Hallo,
ein AlG II-Empfänger erhält eine schriftliche Zusage seines AGs, bei dem er momentan nebenbeschäftigt ist, dass er zum 2006-01-01 fest eingestellt wird, wenn er umzieht.
Er ist also noch zwei Monate AlG II-Empfänger.
Er hat zum 2005-11-01 eine Wohnung gemietet, die von der Größe (45,1 m²) und von der Miethöhe (275 € - angemessen in der Stadt lt. Amt = 277 €) angemessen ist. Die Wohnung hat er bereits jetzt angemietet, da diese sonst anderweitig vermietet worden wäre und es sehr schwierig ist, eine angemessen Wohnung zu finden.
Er ist zwar schon einmal während des AlG II-Bezuges umgezogen.
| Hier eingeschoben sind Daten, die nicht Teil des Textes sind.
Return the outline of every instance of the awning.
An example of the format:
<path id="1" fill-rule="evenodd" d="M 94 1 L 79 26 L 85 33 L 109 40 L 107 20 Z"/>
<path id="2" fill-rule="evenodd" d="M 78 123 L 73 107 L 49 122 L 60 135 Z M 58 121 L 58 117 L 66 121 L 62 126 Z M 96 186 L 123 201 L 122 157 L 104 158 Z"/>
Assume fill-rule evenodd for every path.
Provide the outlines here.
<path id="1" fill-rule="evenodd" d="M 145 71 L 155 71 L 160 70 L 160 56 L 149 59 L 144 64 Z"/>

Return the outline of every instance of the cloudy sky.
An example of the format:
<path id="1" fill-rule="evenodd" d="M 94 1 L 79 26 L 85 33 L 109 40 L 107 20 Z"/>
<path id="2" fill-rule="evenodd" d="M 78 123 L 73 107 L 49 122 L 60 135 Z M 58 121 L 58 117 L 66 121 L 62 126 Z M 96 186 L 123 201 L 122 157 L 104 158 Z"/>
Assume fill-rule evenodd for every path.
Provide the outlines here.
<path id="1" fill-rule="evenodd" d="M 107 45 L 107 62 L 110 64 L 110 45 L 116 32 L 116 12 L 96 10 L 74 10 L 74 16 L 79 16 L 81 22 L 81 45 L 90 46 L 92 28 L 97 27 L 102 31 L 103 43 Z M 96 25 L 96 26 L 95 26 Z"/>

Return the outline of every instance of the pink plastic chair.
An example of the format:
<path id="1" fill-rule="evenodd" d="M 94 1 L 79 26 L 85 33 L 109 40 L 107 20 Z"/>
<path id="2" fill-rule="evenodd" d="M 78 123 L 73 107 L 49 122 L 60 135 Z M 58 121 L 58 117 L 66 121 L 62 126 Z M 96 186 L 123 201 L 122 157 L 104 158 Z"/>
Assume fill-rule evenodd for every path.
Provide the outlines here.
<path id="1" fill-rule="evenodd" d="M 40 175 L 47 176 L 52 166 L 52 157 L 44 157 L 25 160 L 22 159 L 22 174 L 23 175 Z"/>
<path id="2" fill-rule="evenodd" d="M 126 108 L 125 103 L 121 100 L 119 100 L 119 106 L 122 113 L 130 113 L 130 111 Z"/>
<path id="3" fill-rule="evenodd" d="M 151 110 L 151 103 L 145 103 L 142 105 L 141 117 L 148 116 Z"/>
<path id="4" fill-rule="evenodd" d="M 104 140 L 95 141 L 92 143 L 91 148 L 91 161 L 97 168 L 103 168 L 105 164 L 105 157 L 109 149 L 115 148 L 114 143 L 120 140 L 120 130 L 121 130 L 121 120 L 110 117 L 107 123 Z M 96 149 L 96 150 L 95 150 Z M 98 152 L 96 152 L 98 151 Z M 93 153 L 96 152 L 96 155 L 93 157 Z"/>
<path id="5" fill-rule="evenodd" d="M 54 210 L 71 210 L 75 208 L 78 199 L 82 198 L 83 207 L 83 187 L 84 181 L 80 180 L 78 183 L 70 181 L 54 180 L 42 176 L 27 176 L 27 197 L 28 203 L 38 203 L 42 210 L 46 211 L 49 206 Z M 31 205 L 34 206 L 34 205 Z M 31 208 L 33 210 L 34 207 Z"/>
Allerdings hat er in dieser Wohnung den Kühlschrank und die Waschmaschine seiner Eltern benutzt.
Wie ich gehört habe, ist der alte Arbeitsvermittler zuständig betr. Erwerbsfähigkeit, sprich bei Arbeitsaufnahme und was die Anträge betr. Umzguskosten und Erstausstattung betrifft.
Bei der Übernahme der Mietkaution und den Renovierungskosten ist die neue Leistungsabteilung zuständig.
Korrekt?
Welche grundsätzlichen Rechte auf Kostenübernahme (Umzug, Erstausstattung, Mietkautionsübernahme, Renovierungskosten, …) hat er?
Da die Wohnung angemessen ist und eine Festeinstellung schriftlich zugesagt wurde, gehe ich davon aus, dass das Amt sämtliche o. g. Kosten übernimmt!? Korrekt?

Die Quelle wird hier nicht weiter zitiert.